Paper reading notes "Get To The Point: Summarization with Pointer-Generator Networks"

This is an ACL2017 paper, partial engineering, model practicability, easy to reproduce and good performance, the authors are also great (if you have taken the class of cs224n, you should be familiar with Professor Manning)

Abstract
In the generative summary task, for the traditional seq2seq+attention model architecture, the author proposes that they have the following shortcomings:

It is difficult to accurately repeat the details of the
original text. Unable to deal with the unregistered words (OOV)
in the original text. There are some repetitive parts in the generated abstract.
This article proposes a novel architecture to enhance the standard seq2seq+attention model, using two orthogonal (There is no intersection between each other) Novel methods:

Use the pointer-generator network to copy words from the original text through pointers. The brilliance of this method is that while correcting the original information, it can also use the generator to generate some new words.
Use coverage (coverage ) Mechanism to track which information is already in the abstract, in this way, in order to avoid generating abstracts with repeated fragments

1. Introduction
Abstract technology is divided into two types as a whole: 1. Extractive 2. Generative astractive.
The extraction method is relatively simple, and the current performance is generally relatively high, because it extracts some paragraphs directly from the original text. However, if you want to generate high-quality abstracts, you must have some complex abstract capabilities (such as paraphasing, generalization, and incorporation of real-world knowledge), which can only be achieved through generative models It can be realized.
In view of the difficulty of generative summarization tasks, early summarization techniques are generally extractive. However, with the advent of the seq2sq architecture (Sutskever et al., 2014), the use of this architecture to read and freely generate text has changed. It is feasible (Chopra et al., 2016; Nallapati et al., 2016; Rush et al., 2015; Zeng et al., 2016). Although this model is promising, it has the three shortcomings mentioned in the summary of this article.
Although recent work on generative summaries has focused on headline generation (reducing one or two sentences to a single headline), the author of this article believes that longer text summaries are more challenging (requires a higher level) Abstraction while avoiding duplication) and ultimately more useful.
The performance of the model proposed in this article on CNN/Daily Mail: Reach the 2017 new state of the art on at least 2 ROUGE indicators

The pointer-generator network proposed in this article copies words from the original text by pointing (Proposer: (Vinyals et al., 2015)), so that new words can be generated while retaining At the same time, he can accurately retell the original content (I personally think that the author is very insightful and knows that the extractive scheme has its own advantages.

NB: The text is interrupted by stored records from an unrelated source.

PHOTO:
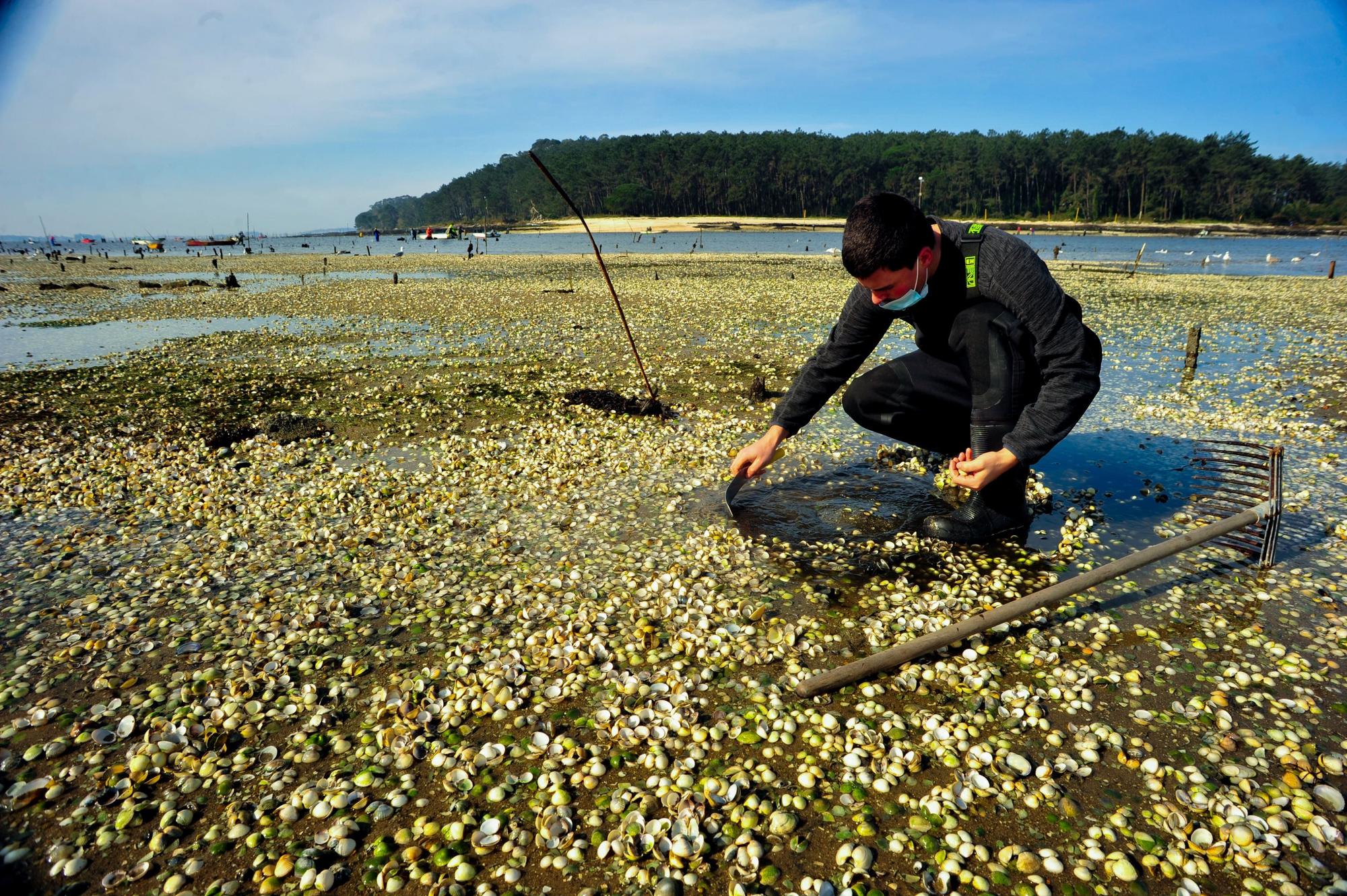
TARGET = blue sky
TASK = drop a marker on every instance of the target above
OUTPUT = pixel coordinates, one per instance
(183, 118)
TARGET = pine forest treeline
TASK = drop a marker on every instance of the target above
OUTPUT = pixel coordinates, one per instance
(1092, 176)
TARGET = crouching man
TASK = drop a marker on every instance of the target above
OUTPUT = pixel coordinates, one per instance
(1004, 366)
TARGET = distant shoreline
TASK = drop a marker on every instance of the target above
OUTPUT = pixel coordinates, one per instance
(696, 223)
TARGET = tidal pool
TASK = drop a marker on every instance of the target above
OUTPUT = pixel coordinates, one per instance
(483, 641)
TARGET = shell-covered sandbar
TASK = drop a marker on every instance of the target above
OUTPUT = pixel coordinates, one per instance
(343, 595)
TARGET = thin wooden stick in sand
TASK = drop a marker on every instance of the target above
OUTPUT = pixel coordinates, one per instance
(548, 174)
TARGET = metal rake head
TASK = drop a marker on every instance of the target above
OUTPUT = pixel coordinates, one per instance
(1232, 477)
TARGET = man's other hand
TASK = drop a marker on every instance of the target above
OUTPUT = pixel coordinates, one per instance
(756, 458)
(981, 471)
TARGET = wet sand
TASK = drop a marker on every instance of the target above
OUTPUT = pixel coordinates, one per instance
(480, 638)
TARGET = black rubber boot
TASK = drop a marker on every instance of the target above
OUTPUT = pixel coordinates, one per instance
(997, 510)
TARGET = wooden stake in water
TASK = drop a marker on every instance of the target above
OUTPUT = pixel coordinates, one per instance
(631, 341)
(1135, 264)
(1190, 361)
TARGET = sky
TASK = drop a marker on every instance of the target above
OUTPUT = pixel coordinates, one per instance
(187, 118)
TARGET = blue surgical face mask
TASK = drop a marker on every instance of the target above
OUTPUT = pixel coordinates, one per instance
(909, 299)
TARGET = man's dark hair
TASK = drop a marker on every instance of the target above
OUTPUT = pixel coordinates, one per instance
(884, 230)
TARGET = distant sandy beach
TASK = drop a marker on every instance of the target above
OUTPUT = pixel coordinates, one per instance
(694, 223)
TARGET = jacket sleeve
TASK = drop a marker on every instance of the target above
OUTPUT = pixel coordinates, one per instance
(859, 330)
(1066, 350)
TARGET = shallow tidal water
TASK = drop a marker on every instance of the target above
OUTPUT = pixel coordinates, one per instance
(480, 641)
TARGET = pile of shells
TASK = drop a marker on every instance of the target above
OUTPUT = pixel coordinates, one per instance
(478, 641)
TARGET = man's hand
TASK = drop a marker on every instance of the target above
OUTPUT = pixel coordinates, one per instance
(754, 459)
(981, 471)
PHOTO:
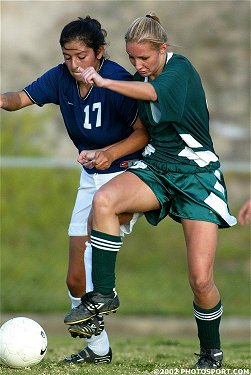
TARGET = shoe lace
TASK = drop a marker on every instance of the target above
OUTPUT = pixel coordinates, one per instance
(88, 303)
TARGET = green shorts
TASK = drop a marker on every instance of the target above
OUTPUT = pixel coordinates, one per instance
(199, 196)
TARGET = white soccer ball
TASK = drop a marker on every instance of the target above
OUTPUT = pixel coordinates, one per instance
(23, 343)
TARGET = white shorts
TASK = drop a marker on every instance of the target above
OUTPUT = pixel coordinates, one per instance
(89, 184)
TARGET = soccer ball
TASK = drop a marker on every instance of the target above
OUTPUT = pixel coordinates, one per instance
(23, 343)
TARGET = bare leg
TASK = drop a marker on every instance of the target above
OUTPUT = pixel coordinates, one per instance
(76, 268)
(201, 241)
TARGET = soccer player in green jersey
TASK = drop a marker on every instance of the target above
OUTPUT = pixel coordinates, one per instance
(178, 176)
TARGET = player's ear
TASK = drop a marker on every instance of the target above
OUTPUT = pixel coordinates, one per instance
(163, 48)
(100, 53)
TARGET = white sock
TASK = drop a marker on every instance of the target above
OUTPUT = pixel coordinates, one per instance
(99, 344)
(75, 301)
(88, 267)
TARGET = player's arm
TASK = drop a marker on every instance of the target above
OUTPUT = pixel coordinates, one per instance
(12, 101)
(135, 90)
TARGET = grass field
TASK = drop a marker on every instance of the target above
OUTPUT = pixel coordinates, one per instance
(136, 355)
(36, 206)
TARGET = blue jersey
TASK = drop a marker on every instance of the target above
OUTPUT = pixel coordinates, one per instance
(99, 119)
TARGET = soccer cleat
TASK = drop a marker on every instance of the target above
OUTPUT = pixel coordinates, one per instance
(92, 304)
(209, 358)
(93, 326)
(88, 356)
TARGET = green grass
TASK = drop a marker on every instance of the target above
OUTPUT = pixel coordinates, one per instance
(135, 355)
(35, 211)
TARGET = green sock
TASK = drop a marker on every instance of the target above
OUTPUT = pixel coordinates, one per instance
(104, 252)
(208, 322)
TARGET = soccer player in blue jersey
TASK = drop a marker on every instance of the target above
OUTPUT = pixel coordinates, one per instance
(108, 135)
(178, 176)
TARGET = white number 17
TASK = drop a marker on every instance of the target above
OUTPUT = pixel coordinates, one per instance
(95, 107)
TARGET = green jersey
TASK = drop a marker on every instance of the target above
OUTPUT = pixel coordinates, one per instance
(178, 122)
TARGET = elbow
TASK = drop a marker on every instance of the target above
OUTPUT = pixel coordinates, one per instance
(152, 95)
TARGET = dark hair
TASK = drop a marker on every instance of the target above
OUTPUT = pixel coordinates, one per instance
(86, 30)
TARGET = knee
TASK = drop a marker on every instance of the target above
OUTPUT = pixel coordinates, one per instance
(102, 201)
(201, 285)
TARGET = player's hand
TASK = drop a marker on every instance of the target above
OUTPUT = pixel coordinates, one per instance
(87, 158)
(103, 160)
(91, 76)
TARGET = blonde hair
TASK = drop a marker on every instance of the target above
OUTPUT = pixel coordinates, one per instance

Through this method, the two schemes of extractive and absractive can be achieved. balance point).
Also want to achieve this balance point are CopyNet (Gu et al.'s (2016)) and Forced-Attention Sentence Compression (Miao and Blunsom (2016)).
When doing Neural Machine Translation tasks, the author proposed a coverage vector (Tu et al., 2016) mechanism to track and control the coverage of the original document content, which proved this This mechanism is particularly effective for eliminating repetitive fragments.

Two models
This chapter introduces

The baseline comparison model used in this article: Sequence to sequence model architecture The
pointer-generator network used in
this article The coverage mechanism of this article can be added to
2.1 sequence->sequence architecture plus attention mechanism model (seq2seq+attention model) on the above two model architectures

This baseline model is similar to the architecture proposed by Nallapati et al. (2016). As shown below:

In the encoder part, this article uses a layer composed of a single bidirectional LSTM (bidirectional LSTM) unit, and the tokens (words or some cut symbols) in the documents in the training data are  w_{i}  fed into the encoder one by one, generating a hidden layer of the encoder h_{i}The sequence of states  .
In the decoder part, this article uses a layer composed of a single unidirectional LSTM (unidirectional LSTM) unit, and receives the embedding of the previous word at time t (this is the word in the previous reference abstract in the training phase, and this is the previous one in the test phase The word generated by the decoder) to generate the decoding state  s_{t}. The calculation of the
attention distribution s_{t}is the same as in Bahdanau et al. (2015):

All of them v,W_{h},W_{s},b_{attn}are learnable parameters.
The attention distribution can be seen as a probability distribution based on all the words in the original text (source text in the figure above), telling the decoder where to look to generate the next word. Next, attention distribution for weighting and generating the encoder hidden state, i.e., the context vector (Vector context)h_{t}^{*} :

Relying on this context vector h_{t}^{*} and the hidden layer vector of the decoder s_{t}, jointly determine the probability distribution of the prediction on the vocabulary at time t P_{vocab}:

Among them V,V^{'},b,b^{'}are all learnable parameters, which are based p_{vocab}on the probability distribution of the entire vocabulary, and provide the final predicted word distribution P(w):

In the training phase, the loss function at time t is w_{t}^{*}the negative log-likelihood probability of generating the target word loss_{t}:    

Then for a sequence, calculate the average loss of each word to get the loss of this sequenceloss:

 

2.2 pointer-generator network

The pointer generator network is a hybrid model of the above baseline model and pointer network (Vinyals et al., 2015). The model architecture is shown in the figure:

The calculation formula of attention distribution a^{t}and context vector is h_{t}^{*}the same as above. (See formulas (1), (2), (3))
At time t, the context vector h_{t}^{*}, decoder state vector s_{t} , and decoder input x_{t} jointly calculate the $ generation probability p_{gen}:

Wherein the w_{h^{*}},w_{s},w_{x}scalar b_{ptr}is learning parameters may be, \sigmais the sigmoid function (so that the results fall \left [ 0,1 \right ]between)
the p_{gen}calculation is quite critical, as it is connected to a soft decision of two kinds: by p_{vocab}generating a word from the word list, or from the a^{t}A word is obtained by sampling from the attention distribution of the input sequence .
At the same time, for each document, use the extended vocabulary to represent the union of the entire vocabulary and the words in this document (this is a good way to deal with OOV) and
get the following on the extended vocabulary Established probability distribution:

(By the way, the right p_{gen}application here reminds me of the memory and forgetting mechanism in GRU)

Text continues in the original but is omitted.